Spring Cloudscape NW England.   Photo ©Les Cowley

  Cloud droplets and two raindrops. The tiny cloud droplets are shown here close together but in reality they are on average ~1 mm apart, some 100X their diameter.

Surface tension forces keep the droplets fiercely spherical.

They fall so slowly that air currents keep them aloft almost indefinitely.
  

Cloud, fog and mist droplets are very small. Their mean diameter is typically only 10-15 micron (1 micron = 1/1000 mm) but in any one cloud the individual drops range greatly in size from 1 to 100 micron dia. Cloud droplets are 10 to 1000X smaller than raindrops.

A cloud typically contains a few hundred droplets per cc. They are mostly far apart from each other and those smaller than 20 micron diameter rarely collide and coalesce.

In all but thunder clouds, the droplets make up less than a millionth of the volume. Most water is actually present as water vapour in the air surrounding the droplets.

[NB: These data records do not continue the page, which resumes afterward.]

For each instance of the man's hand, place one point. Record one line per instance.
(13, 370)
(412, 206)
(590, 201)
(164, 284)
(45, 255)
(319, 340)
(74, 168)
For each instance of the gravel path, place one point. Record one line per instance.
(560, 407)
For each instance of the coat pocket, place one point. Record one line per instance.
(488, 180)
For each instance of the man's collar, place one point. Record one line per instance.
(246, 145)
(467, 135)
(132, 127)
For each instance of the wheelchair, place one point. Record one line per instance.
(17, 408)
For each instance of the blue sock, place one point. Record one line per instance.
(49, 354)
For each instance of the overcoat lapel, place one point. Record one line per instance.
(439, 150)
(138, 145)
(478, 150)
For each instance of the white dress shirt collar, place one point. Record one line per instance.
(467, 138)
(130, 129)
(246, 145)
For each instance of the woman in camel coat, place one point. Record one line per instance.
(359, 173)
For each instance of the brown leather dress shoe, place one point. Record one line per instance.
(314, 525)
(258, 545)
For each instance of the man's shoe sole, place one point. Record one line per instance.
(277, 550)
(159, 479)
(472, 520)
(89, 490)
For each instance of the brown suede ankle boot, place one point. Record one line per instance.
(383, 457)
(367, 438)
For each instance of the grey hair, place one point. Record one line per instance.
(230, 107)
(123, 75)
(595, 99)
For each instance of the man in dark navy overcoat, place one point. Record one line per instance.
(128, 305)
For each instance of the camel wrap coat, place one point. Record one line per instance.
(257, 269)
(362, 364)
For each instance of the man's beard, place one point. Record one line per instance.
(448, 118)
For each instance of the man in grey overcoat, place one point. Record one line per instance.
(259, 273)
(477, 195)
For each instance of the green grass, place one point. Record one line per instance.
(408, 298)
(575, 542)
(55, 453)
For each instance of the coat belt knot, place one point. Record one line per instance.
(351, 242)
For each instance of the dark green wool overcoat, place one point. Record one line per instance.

Clouds appear substantial and opaque because the total number of droplets is immense.  Light rays are scattered after travelling just a few metres and most emerging rays will have been scattered several times.  Sunlit clouds appear white because, overall, their droplets scatter the different wavelengths of visible light equally and absorb little light in the process. Colourful coronae, glories and ghostly fogbows show up when the cloud or fog has similar sized droplets and when the cloud is thin and lighting conditions are such that light rays are only scattered once.